Does anyone have experience with using the wireless extensions (iwconfig, wpa_supplicant, wpa_cli, etc.), or the newer "iw" commands to get broadcasts to occur at different data rates in ad-hoc mode?
Also: I have tried using unicast packets one for each connected pair and let the batman-adv next-hop routing forward the packets. This does work in a reasonably stable system. The problem is that my nodes have a fairly short data transmit period on the order of 1 second. The nodes are moving around relative to each other also on the order of a few seconds. The routing resolution based on link quality works on the order of 30+ seconds. Thus there can be loss of traffic for a significant period relative to 1 second periods. I did up the OGM rate, 100 msec and even 10 msec just to experiment. This actually seemed to reduce the next-hop decisions, based on the batctl ping results.
From what I can tell reading the algorithms written in the
documentation, all next hop decisions are based on link quality. Link quality using roundtrip metrics of broadcast packets. Broadcast packets are transmitted at 1Mbps in my systems, thus the link quality for 2 nodes at a distance that uses 1 Mbps data rate is the same as the link quality for 2 nodes that could use much higher data rates. Since my objective is to deliver the same packet from each source node to all other nodes, using next-hop routing, I end up with my data rates dropping to the minimum to reach the maximum operational distance nodes, even if there are a bunch of nodes in between.
When I broadcast, the data rate stays constant and as long as a node can hear at least one other node, it gets all the periodic data from all other nodes.
If this makes sense to someone, or I'm missing something obvious, please feel free to clue me in.

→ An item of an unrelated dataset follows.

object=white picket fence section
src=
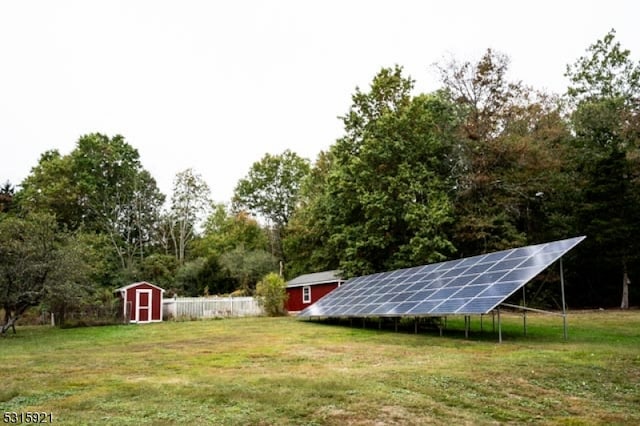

My next step is to getting into the transmit control flow in the WLAN device drivers for each piece of hardware and see if I can hard code the transmit data rate for broadcast packets. Usually there is a control header for each transmit frame sent to the hardware/firmware. Finding it, and understanding it without documentation is a challenge I've been hoping to avoid.
Any help would be appreciated. The only help I can offer in return is that I figured out how to change the operating channel on the Broadcom bcm4329 driver for the HTC Desire in ad-hoc mode. There are a couple of minor errors in the wireless extension handling code. Someone might find that useful.